Thursday, January 15, 2009

Was Jesus a Feminist?

Leonard Swidler has recently published a book arguing that Jesus was a feminist: Jesus Was a Feminist: What the Gospels Reveal about His Revolutionary Perspective. According to a recent review written by Kathleen E. Corley (PDF: book review), he is continuing his old contention that first century Judaism in Palestine was overwhelmingly oppressive to women and that the task of Jesus was to save women from it. "To support this thesis, Swidler reconstructs an overwhelmingly negative view of Judaism in Palestine of the first century but uses late rabbinic sources for his reconstruction." She continues:
This is an old script that the scholarship of the past thirty years has long disproved as being false. First, it is totally inappropriate to use late rabbinical sources to reconstruct first-century Judaism. When only first-century Palestinian sources are used, a different, more progressive picture of Palestine emerges. Women were in the Zealot movement and the movement of John the Baptist, may have written writs of divorce, owned their own property, and kept their own finances. Even the Gospels themselves show that women moved freely out in public and were in no way separated from men socially. There is social and religious mixture of women in the women’s court at the temple, where women such as the prophetess stayed day and night to worship God and greeted the infant Jesus (Luke 2).
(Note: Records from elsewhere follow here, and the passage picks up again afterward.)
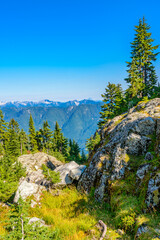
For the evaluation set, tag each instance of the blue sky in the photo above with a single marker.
(65, 50)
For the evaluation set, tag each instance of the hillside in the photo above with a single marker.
(78, 119)
(124, 170)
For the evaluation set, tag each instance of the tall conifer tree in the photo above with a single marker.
(113, 101)
(141, 72)
(32, 135)
(13, 144)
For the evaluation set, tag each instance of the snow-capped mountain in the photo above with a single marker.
(45, 103)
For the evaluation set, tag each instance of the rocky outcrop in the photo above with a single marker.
(69, 172)
(35, 182)
(27, 189)
(153, 191)
(130, 134)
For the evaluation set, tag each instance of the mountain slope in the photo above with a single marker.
(124, 170)
(78, 120)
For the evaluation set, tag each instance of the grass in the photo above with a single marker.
(74, 216)
(3, 218)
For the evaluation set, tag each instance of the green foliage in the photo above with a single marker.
(113, 103)
(23, 138)
(18, 226)
(74, 215)
(74, 152)
(92, 142)
(10, 173)
(52, 176)
(32, 135)
(13, 143)
(142, 77)
(60, 143)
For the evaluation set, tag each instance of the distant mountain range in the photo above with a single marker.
(46, 103)
(78, 119)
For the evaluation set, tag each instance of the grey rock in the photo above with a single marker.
(121, 137)
(142, 229)
(153, 191)
(35, 220)
(142, 170)
(27, 189)
(64, 171)
(76, 172)
(148, 156)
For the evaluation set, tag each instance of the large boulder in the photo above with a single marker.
(69, 172)
(76, 172)
(122, 138)
(153, 191)
(27, 189)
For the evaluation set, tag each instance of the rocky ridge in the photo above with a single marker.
(35, 182)
(129, 134)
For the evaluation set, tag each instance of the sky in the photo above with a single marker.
(65, 50)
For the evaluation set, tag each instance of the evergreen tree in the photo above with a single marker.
(60, 143)
(74, 151)
(23, 141)
(113, 103)
(46, 135)
(13, 144)
(10, 173)
(92, 142)
(141, 72)
(3, 128)
(19, 228)
(39, 139)
(32, 135)
(83, 157)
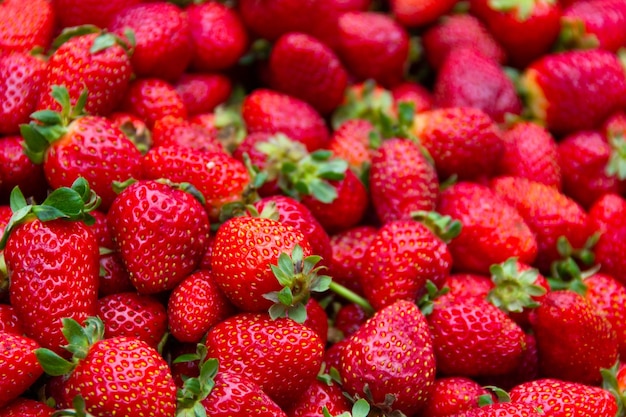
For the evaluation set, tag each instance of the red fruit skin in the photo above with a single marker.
(401, 180)
(531, 152)
(269, 111)
(399, 261)
(133, 315)
(218, 36)
(469, 78)
(492, 232)
(459, 30)
(173, 227)
(461, 140)
(163, 45)
(559, 398)
(105, 74)
(19, 366)
(574, 341)
(397, 331)
(373, 45)
(147, 385)
(304, 67)
(21, 79)
(563, 89)
(281, 356)
(196, 305)
(26, 25)
(53, 268)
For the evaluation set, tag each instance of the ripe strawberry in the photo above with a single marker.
(455, 31)
(373, 45)
(71, 145)
(574, 341)
(218, 36)
(559, 398)
(526, 29)
(120, 375)
(399, 330)
(133, 315)
(65, 283)
(195, 305)
(493, 231)
(281, 356)
(401, 180)
(162, 34)
(469, 78)
(173, 227)
(26, 25)
(574, 90)
(18, 366)
(96, 61)
(462, 141)
(530, 151)
(269, 111)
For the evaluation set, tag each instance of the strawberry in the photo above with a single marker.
(72, 145)
(531, 152)
(402, 180)
(302, 66)
(462, 141)
(574, 341)
(455, 31)
(18, 365)
(493, 231)
(26, 25)
(87, 58)
(465, 68)
(559, 398)
(399, 330)
(526, 29)
(373, 45)
(413, 13)
(195, 305)
(218, 36)
(269, 111)
(173, 226)
(65, 284)
(272, 356)
(575, 90)
(120, 375)
(162, 34)
(130, 314)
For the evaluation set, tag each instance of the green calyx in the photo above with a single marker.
(298, 276)
(80, 339)
(48, 126)
(514, 289)
(73, 203)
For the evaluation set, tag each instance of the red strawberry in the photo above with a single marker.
(281, 356)
(455, 31)
(469, 78)
(162, 34)
(493, 231)
(195, 305)
(18, 366)
(26, 25)
(173, 227)
(121, 375)
(399, 330)
(133, 315)
(462, 141)
(574, 341)
(574, 90)
(218, 36)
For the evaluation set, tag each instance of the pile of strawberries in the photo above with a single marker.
(313, 208)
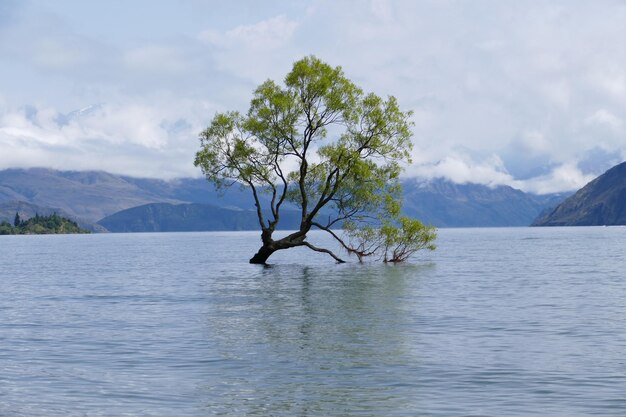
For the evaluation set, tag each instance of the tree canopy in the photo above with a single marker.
(321, 144)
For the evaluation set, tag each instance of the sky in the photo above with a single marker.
(530, 94)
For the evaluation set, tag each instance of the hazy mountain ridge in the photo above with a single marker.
(92, 196)
(165, 217)
(601, 202)
(445, 204)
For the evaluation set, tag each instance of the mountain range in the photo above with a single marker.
(602, 202)
(101, 200)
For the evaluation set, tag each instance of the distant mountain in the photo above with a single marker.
(601, 202)
(90, 196)
(164, 217)
(28, 210)
(445, 204)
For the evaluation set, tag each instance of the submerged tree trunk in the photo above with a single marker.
(262, 255)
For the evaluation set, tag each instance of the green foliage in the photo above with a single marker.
(53, 224)
(318, 142)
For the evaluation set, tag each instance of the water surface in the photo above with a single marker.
(496, 322)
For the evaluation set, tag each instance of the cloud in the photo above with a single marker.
(255, 51)
(267, 34)
(566, 177)
(129, 138)
(503, 93)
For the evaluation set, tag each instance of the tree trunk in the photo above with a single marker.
(261, 256)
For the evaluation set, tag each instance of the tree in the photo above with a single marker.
(321, 144)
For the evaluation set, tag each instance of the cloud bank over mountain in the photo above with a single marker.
(531, 95)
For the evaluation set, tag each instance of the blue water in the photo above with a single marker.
(496, 322)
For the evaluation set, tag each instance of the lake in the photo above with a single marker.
(496, 322)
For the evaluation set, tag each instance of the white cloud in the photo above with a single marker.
(267, 34)
(604, 117)
(254, 52)
(566, 177)
(148, 139)
(155, 58)
(503, 93)
(462, 169)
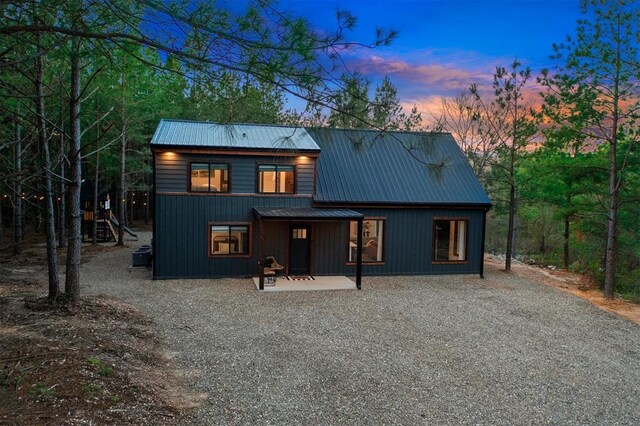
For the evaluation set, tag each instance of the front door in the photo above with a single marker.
(299, 249)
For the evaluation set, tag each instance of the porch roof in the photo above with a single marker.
(288, 213)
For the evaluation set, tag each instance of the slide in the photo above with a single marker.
(127, 230)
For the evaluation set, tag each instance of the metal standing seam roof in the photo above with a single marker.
(367, 166)
(198, 134)
(305, 213)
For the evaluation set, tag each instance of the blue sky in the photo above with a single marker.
(444, 46)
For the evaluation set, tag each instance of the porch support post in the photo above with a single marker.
(260, 256)
(359, 256)
(484, 227)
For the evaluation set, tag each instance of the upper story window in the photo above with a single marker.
(209, 177)
(276, 179)
(450, 240)
(372, 241)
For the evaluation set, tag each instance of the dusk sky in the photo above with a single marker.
(444, 46)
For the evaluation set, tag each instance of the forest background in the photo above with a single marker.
(84, 84)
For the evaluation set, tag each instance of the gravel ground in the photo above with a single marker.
(404, 350)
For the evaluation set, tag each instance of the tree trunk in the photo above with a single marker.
(49, 218)
(123, 150)
(146, 207)
(565, 248)
(62, 217)
(17, 189)
(96, 174)
(511, 226)
(1, 222)
(72, 279)
(610, 260)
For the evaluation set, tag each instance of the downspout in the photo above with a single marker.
(154, 235)
(484, 228)
(260, 255)
(359, 255)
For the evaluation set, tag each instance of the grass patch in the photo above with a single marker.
(106, 371)
(93, 388)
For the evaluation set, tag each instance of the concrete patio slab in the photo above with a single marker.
(318, 283)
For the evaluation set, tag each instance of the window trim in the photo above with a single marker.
(384, 242)
(433, 243)
(276, 165)
(229, 224)
(209, 163)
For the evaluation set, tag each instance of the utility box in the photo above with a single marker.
(141, 257)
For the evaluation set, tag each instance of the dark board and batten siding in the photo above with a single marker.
(172, 171)
(181, 248)
(408, 243)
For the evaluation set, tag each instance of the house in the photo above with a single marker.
(226, 196)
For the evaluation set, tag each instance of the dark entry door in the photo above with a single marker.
(299, 249)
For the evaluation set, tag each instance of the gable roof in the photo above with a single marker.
(367, 166)
(200, 134)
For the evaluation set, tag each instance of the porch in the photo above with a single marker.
(336, 282)
(291, 236)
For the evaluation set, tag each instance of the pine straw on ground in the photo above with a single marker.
(100, 361)
(570, 282)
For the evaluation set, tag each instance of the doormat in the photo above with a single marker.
(300, 278)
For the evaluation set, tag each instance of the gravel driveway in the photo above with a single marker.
(404, 350)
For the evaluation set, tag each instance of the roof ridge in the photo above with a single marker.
(412, 132)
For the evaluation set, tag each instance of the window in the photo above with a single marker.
(209, 177)
(450, 240)
(372, 230)
(229, 240)
(276, 179)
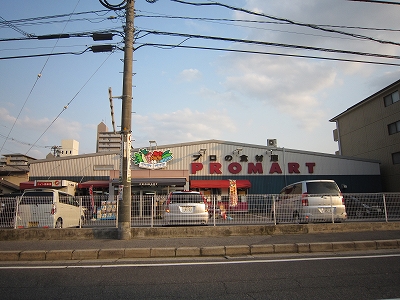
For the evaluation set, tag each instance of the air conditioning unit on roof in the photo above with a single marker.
(272, 143)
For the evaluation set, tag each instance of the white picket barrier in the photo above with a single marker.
(152, 210)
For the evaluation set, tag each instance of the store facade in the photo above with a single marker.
(209, 166)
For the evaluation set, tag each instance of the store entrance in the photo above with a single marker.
(150, 201)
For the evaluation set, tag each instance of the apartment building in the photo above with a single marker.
(371, 129)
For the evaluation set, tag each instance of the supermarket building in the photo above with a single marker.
(207, 166)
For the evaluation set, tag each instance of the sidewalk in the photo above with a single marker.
(40, 250)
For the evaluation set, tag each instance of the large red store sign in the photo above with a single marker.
(253, 168)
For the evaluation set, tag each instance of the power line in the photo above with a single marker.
(376, 1)
(45, 54)
(288, 21)
(66, 106)
(271, 44)
(33, 87)
(258, 22)
(171, 46)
Far from being segregated from her community by some blood taboo, the women with the issue of blood moves freely amidst the crowd, nor was uncleanliness a matter of utter segregation, but both men and women became unclean as a matter of the course of their daily lives, and this was easily removed by ritual bathing. Furthermore, ritual uncleanliness may have only been truly significant when one entered the temple in Jerusalem, as the many ritual baths in the temple precincts show. Thus, the Judaism of Palestine was not one that made women utter social inferiors as Swidler attests.
What is more, Swidler completely ignores the feminist scholarship that since his first publication debunked his thesis and pointed out how without basis his argument was. Corley writes:
Finally, this book is marred by having no intercourse with feminist scholarship of the past thirty years, which has worked hard to correct the anti-Judaic reconstruction of Judaism that Swidler proposed when he first published his original articles in the early 1970s. The work of Ross Kraemer, Amy-Jill Levine, Elisabeth Schüssler Fiorenza, Bernadette Brooten, Judith Plaskow and others has been simply ignored, and Swidler writes blithely on in this book as if thirty years of scholarship never happened to correct his ill-fated views since 1971. This book is thus a rehash of an argument long since abandoned by historical critics around the world in light of the last thirty years of feminist scholarship on Jesus and first-century Judaism.
One wonders why the publisher bothered to publish the book.